181. The method of claim 180, wherein the ocular disorder is characterized by insufficient CFI.

182. The method of any one of claims 180 to 181, wherein the ocular disorder is characterized by a disorder of the complement system.

183. The method according to any one of claims 180 to 182, wherein the ocular disorder is selected from the group consisting of: diabetic Macular Edema (DME), diabetic retinopathy, dry age-related macular degeneration (AMD), glaucoma, keratoconjunctivitis, neuromyelitis optica (NMOSD), open angle glaucoma, polypoidal choroidal vasculopathy, stargardt disease (Stargardt Disease), uveitis, and vitreoretinopathy.
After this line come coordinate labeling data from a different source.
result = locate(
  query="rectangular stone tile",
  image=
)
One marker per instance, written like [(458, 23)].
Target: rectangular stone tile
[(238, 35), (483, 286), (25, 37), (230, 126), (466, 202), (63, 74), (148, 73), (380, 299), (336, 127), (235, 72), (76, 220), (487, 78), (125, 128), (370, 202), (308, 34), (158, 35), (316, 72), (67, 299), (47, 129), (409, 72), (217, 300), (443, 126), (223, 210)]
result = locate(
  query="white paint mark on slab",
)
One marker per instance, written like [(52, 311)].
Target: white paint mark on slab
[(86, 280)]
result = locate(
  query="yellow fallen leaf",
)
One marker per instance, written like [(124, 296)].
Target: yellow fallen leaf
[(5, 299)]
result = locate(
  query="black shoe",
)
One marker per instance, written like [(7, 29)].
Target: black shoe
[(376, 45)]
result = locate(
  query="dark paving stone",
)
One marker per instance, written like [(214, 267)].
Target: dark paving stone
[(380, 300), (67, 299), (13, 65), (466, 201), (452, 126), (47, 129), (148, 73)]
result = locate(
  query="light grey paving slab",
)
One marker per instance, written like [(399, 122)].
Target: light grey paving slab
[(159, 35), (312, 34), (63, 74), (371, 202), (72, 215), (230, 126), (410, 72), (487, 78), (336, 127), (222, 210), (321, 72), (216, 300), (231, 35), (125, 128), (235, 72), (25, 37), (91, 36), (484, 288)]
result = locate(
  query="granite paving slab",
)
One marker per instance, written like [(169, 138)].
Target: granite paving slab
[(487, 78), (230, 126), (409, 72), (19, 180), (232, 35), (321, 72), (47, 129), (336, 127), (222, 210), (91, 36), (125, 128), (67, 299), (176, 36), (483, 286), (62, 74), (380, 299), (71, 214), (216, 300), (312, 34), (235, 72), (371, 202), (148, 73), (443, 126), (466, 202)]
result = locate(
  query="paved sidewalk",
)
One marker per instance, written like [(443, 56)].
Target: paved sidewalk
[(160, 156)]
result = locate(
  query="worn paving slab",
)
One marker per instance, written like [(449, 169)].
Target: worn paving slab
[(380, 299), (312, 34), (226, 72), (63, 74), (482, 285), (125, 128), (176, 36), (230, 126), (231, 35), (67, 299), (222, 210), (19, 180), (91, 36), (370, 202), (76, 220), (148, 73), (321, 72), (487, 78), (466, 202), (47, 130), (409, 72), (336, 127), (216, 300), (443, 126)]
184. The method according to any one of claims 180 to 183, wherein the ocular disorder is non-oncogenic.

185. A cell comprising one or more nucleic acids encoding wild-type CFI or a variant thereof, and comprising one or more nucleic acids encoding furin.

186. A method of producing a wild-type CFI or variant thereof in an activated state, the method comprising recombinantly producing the CFI or variant thereof in a cell comprising one or more nucleic acids encoding the CFI or variant thereof and comprising one or more nucleic acids encoding furin.